Scarcity of food has resulted in malnutrition and other deadly diseases in underdeveloped regions of the world which ultimately increases the mortality rate. On the other hand, easy availability and abundance of food has resulted in obesity, cardiac problems, hepatitis, high blood pressure and other chronic diseases in rich and developed countries of the world, where the authorities have to spend a huge amount to treat these diseases.
We have to accept that the new world economic system and modern ideologies have drastically failed to tackle the problem of food crises in different parts of the world. Rather, the available facts depict that they have worsened the predicament. Rich nations have become masters of the world while the poor nations have become slaves, heavily indebted to huge loans from the World Bank and the IMF. Surplus food producing countries need to donate food to poor nations to end their food deficiency and to improve the living standard of people living in these underdeveloped regions. They should provide new food producing technologies to these poor nations to rescue them from starvation. World Bank and IMF should financially support and assist these regions to reduce their poverty and help them in sustainable economic development so that they can suffice in food production.
The FAO and WFP should launch innovative techniques and offer technical and development assistance to eradicate food crises in many regions of the world. The food producers in these regions should be provided with medical and other services for the development of agriculture sector. As the people in the conflict regions of the world are most vulnerable to starvation and food crises, these regions need extra attention of these agencies.
Climatic change is one of the major agents responsible for food crises in many parts of the world. Technical experts having expertise in food security and climatic change should be deployed to these regions to train people in new food producing techniques vis-à-vis climatic changes. As the world population is going to cross the eight billion mark, all the nations of the world have to invent new techniques and adopt new strategies to enhance their food production to feed their population.

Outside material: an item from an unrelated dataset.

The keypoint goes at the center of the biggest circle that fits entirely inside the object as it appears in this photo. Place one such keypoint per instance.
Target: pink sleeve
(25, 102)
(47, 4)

Everyone among us is well aware about the fact that we are witnessing drastic climatic change, environmental pollution is on rise, global warming is increasing and arable land is decreasing due to desertification and urbanization, which is adversely affecting food production of the world. In these critical conditions, all nations must co-operate to face the challenge and save the world from hunger and starvation. Nations should end their conflicts and try to live in peace and harmony. Developed countries need to spend more on new food producing technologies than on arms and ammunition. Different world agencies should try to adopt and develop new strategies to eradicate the food disparity in different regions of the world.
Last but not least, everyone among us should behave as a responsible citizen and prevent wastage of food by making a habit of distributing and donating our surplus food to the needy, as it can be a great step towards eradication of hunger and starvation. Let me end with the sagacious saying of Wasif Ali Wasif: “If the poor are dying out of starvation, the rich will surely die of indigestion”.